Excelsior ’20’s coach Mark Cleary’s opportunities have so far been limited to one game in each competition for South Australia, but his three for 40 against New South Wales in the Pura Cup was a solid performance in a losing side. He hasn’t played since, however, illustrating just how competitive selection can be in the first-class game.
Shane Deitz, HCC’s coach in 2007, has played three first-class matches and one one-dayer so far, his best score 58 against Queensland in his side’s most recent Pura Cup game.
Outside first-class cricket Voorburg pro Ryan Le Loux hit an extraordinary, record-breaking 302 in the opening round of the Brisbane first-grade competition back in September, making the runs out of his Redlands side’s total of 466 all out against Beenleigh/Logan. It was the highest-ever individual score in Brisbane’s first grade, and Le Loux’s maiden first-grade century.

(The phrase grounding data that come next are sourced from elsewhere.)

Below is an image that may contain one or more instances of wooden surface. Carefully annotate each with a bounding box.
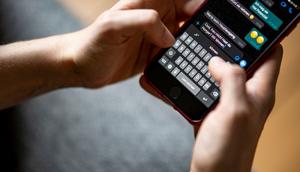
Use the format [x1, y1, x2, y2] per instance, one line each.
[58, 0, 300, 171]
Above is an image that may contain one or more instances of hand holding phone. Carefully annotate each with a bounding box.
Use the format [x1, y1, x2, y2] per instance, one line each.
[141, 45, 283, 171]
[144, 0, 299, 124]
[63, 0, 206, 89]
[190, 47, 283, 172]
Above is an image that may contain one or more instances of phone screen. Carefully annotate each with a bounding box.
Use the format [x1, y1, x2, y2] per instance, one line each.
[146, 0, 299, 122]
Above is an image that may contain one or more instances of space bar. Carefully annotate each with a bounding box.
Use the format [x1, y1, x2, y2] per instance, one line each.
[176, 72, 201, 95]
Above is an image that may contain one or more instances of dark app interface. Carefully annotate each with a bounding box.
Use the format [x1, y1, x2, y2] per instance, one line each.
[158, 0, 300, 108]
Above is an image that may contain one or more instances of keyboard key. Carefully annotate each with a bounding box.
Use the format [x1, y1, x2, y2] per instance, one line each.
[159, 56, 169, 66]
[192, 57, 200, 66]
[203, 53, 212, 62]
[166, 62, 175, 71]
[197, 91, 214, 108]
[180, 60, 188, 69]
[187, 53, 195, 62]
[185, 36, 193, 45]
[166, 48, 176, 59]
[175, 56, 184, 65]
[201, 66, 208, 74]
[210, 89, 220, 100]
[171, 67, 180, 76]
[183, 48, 191, 57]
[189, 69, 197, 78]
[173, 40, 182, 49]
[196, 61, 205, 70]
[199, 49, 207, 58]
[177, 72, 201, 95]
[189, 40, 198, 49]
[194, 44, 203, 54]
[203, 82, 212, 91]
[160, 32, 219, 107]
[205, 72, 211, 79]
[184, 65, 193, 74]
[198, 77, 207, 87]
[180, 32, 189, 41]
[178, 44, 186, 53]
[193, 73, 202, 82]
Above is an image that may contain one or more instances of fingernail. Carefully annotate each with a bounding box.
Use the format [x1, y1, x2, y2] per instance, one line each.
[163, 30, 175, 46]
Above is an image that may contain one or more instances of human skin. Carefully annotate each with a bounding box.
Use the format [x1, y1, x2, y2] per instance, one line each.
[189, 46, 282, 172]
[0, 0, 204, 109]
[141, 47, 283, 172]
[0, 0, 283, 171]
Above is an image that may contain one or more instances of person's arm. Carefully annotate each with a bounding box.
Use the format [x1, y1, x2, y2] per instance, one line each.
[0, 0, 204, 110]
[0, 9, 174, 110]
[0, 35, 80, 109]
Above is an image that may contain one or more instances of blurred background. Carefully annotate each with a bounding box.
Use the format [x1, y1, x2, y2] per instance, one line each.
[0, 0, 299, 172]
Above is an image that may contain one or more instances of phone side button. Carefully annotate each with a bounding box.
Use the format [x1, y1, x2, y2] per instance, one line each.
[196, 91, 213, 108]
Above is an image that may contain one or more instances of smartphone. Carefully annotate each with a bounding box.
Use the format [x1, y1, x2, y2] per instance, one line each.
[144, 0, 300, 124]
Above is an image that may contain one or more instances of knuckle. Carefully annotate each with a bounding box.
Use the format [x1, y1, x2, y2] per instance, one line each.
[99, 11, 114, 25]
[261, 90, 276, 115]
[97, 11, 118, 34]
[231, 66, 245, 77]
[226, 65, 246, 80]
[144, 10, 160, 25]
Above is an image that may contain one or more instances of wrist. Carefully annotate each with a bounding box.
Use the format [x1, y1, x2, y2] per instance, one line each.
[23, 34, 85, 90]
[52, 33, 87, 88]
[58, 27, 113, 89]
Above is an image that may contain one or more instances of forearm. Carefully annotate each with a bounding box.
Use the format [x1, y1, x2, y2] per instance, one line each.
[0, 35, 80, 109]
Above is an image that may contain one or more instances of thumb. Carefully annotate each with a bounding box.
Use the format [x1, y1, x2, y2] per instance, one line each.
[208, 57, 247, 106]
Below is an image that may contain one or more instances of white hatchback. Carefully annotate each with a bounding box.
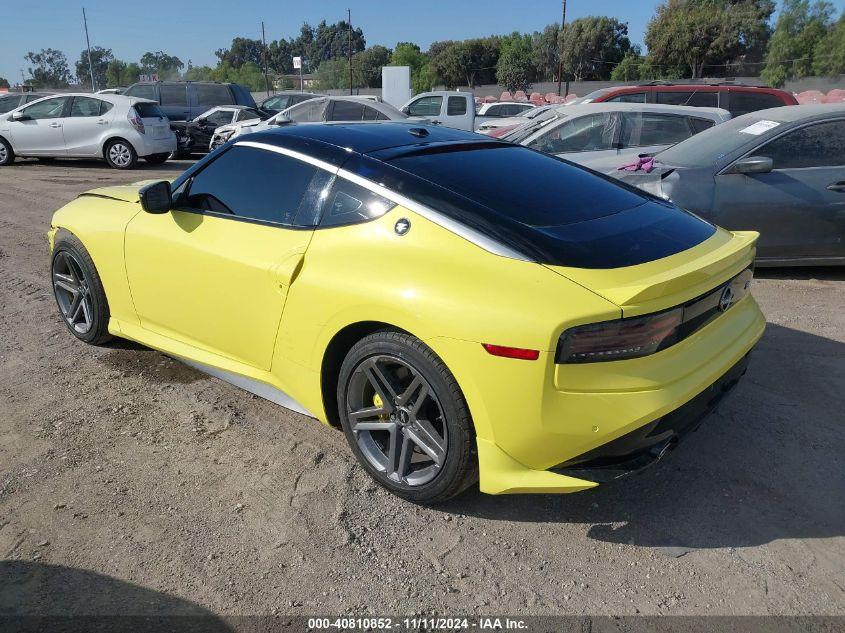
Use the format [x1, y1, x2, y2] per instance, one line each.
[0, 93, 176, 169]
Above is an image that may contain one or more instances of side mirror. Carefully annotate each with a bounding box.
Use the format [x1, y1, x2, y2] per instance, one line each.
[139, 180, 172, 214]
[731, 155, 773, 175]
[195, 117, 207, 126]
[273, 116, 292, 126]
[11, 111, 30, 121]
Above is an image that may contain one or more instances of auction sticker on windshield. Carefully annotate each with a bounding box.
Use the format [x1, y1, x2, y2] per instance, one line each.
[738, 120, 781, 135]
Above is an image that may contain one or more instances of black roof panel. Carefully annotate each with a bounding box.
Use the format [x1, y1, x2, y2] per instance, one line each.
[244, 122, 493, 163]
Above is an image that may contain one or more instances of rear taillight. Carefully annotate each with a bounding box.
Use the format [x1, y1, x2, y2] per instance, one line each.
[557, 308, 683, 364]
[128, 108, 145, 134]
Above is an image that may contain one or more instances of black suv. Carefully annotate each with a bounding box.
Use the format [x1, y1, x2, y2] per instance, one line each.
[122, 81, 256, 121]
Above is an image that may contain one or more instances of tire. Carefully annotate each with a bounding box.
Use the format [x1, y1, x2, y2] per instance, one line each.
[144, 153, 169, 165]
[338, 331, 477, 504]
[0, 137, 14, 166]
[51, 232, 113, 346]
[103, 138, 137, 170]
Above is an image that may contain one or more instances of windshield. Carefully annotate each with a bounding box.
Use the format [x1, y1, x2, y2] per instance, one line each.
[0, 95, 20, 114]
[655, 113, 785, 168]
[503, 114, 564, 143]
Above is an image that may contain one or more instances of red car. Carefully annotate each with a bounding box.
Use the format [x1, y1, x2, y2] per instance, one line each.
[575, 82, 798, 117]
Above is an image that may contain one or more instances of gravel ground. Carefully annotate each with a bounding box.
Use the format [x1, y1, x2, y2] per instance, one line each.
[0, 158, 843, 621]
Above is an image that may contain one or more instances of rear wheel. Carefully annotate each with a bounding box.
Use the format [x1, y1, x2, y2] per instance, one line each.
[104, 139, 137, 170]
[0, 137, 14, 166]
[144, 153, 169, 165]
[338, 331, 477, 504]
[51, 233, 112, 345]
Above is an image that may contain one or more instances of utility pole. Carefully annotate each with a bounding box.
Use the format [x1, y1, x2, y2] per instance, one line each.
[82, 7, 96, 92]
[348, 8, 353, 95]
[556, 0, 567, 97]
[20, 68, 26, 91]
[261, 21, 270, 96]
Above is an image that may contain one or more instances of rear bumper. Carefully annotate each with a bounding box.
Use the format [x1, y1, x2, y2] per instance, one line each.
[552, 352, 750, 483]
[135, 133, 177, 157]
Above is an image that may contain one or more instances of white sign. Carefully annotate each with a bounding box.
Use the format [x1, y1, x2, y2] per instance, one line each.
[292, 56, 302, 70]
[139, 74, 149, 82]
[739, 120, 781, 136]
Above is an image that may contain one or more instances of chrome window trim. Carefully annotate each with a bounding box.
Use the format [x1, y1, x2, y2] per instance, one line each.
[235, 139, 533, 262]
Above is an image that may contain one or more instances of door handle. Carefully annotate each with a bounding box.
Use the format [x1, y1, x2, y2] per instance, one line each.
[96, 119, 108, 125]
[270, 246, 307, 290]
[826, 182, 845, 192]
[49, 122, 62, 128]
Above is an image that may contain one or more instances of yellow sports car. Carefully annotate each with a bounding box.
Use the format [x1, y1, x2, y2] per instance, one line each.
[48, 123, 765, 504]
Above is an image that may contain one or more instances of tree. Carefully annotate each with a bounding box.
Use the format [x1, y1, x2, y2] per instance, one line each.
[391, 42, 434, 94]
[496, 33, 534, 92]
[0, 77, 9, 89]
[313, 58, 350, 90]
[215, 37, 264, 69]
[610, 48, 644, 81]
[25, 48, 72, 87]
[353, 45, 392, 88]
[139, 51, 184, 79]
[560, 16, 633, 81]
[646, 0, 775, 78]
[813, 12, 845, 76]
[75, 46, 113, 89]
[268, 38, 294, 75]
[429, 41, 466, 88]
[762, 0, 834, 86]
[532, 24, 561, 82]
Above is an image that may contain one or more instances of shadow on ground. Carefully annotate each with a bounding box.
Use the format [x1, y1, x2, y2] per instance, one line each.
[755, 266, 845, 281]
[443, 323, 845, 551]
[0, 561, 232, 632]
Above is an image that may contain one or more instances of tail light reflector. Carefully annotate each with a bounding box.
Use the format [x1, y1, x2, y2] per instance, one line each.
[483, 344, 540, 361]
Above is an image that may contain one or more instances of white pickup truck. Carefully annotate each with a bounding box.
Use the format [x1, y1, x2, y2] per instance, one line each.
[400, 91, 534, 132]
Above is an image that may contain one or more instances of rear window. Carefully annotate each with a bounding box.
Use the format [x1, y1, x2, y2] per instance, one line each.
[133, 102, 166, 119]
[388, 145, 645, 227]
[160, 84, 188, 106]
[125, 84, 156, 101]
[379, 144, 714, 268]
[447, 96, 467, 116]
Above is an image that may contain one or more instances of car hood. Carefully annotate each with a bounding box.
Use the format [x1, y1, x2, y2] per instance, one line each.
[78, 180, 168, 204]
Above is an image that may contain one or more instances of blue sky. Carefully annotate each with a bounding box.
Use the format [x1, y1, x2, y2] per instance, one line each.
[2, 0, 844, 85]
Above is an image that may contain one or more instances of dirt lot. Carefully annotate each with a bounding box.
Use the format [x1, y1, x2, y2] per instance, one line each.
[0, 159, 843, 622]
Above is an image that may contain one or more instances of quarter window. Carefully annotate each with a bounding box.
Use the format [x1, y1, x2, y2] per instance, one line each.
[528, 112, 619, 154]
[181, 145, 320, 225]
[21, 97, 67, 120]
[318, 178, 396, 228]
[406, 96, 442, 117]
[329, 100, 367, 121]
[728, 91, 784, 116]
[758, 120, 845, 169]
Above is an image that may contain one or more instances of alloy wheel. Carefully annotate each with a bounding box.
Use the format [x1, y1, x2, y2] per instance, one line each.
[108, 143, 132, 167]
[0, 144, 7, 163]
[52, 251, 94, 334]
[346, 354, 448, 486]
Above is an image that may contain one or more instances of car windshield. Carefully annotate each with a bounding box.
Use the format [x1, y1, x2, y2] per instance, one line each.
[503, 114, 564, 143]
[655, 113, 787, 168]
[578, 88, 615, 103]
[0, 95, 20, 114]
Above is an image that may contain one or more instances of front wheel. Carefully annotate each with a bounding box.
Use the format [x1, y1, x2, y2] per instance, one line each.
[144, 153, 169, 165]
[338, 331, 477, 504]
[104, 139, 137, 169]
[51, 233, 113, 345]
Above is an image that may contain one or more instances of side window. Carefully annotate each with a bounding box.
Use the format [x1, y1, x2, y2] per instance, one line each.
[286, 98, 327, 122]
[70, 96, 103, 117]
[263, 95, 285, 110]
[195, 84, 234, 107]
[620, 113, 692, 147]
[689, 117, 715, 135]
[757, 120, 845, 169]
[319, 177, 397, 228]
[656, 91, 718, 107]
[608, 92, 647, 103]
[181, 145, 320, 225]
[329, 100, 366, 121]
[447, 96, 467, 116]
[728, 91, 785, 116]
[160, 84, 188, 107]
[406, 96, 442, 117]
[235, 109, 260, 122]
[528, 112, 618, 154]
[124, 84, 157, 101]
[21, 97, 67, 120]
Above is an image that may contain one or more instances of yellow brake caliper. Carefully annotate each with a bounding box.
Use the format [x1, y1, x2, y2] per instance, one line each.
[373, 393, 389, 420]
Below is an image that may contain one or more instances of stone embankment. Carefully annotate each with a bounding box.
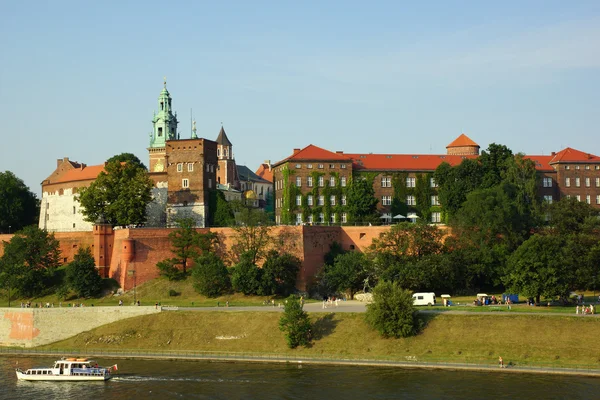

One of the stars of the South African domestic season has been Neil McKenzie, yet another former HCC coach, having played at De Diepput in 2005. He has just been named as captain of the South Africa A side to meet the touring West Indians in East London, starting on 19 December.
McKenzie has made 680 first-class runs at an average of 56.66 in six games, including 182 against the New Zealanders and 164 for his Lions side against the Dolphins in the SuperSport Series.
The Lions also have a former VRA coach in Leicestershire’s Claude Henderson, who has collected 13 wickets in six SuperSport games at an average of 29.53.
Among the coaches from the Dutch Eerste Klasse, Hercules Utrecht’s Brendan Taylor has been playing for Zimbabwe in his country’s 3-1 ODI series defeat by the West Indies, while at a quite different level Luke Vivian, who made more than 1000 runs in the 2007 season to take Sparta 1888 back to the Hoofdklasse, has helped his Howick-Pakuranga side to the Auckland Twenty20 title.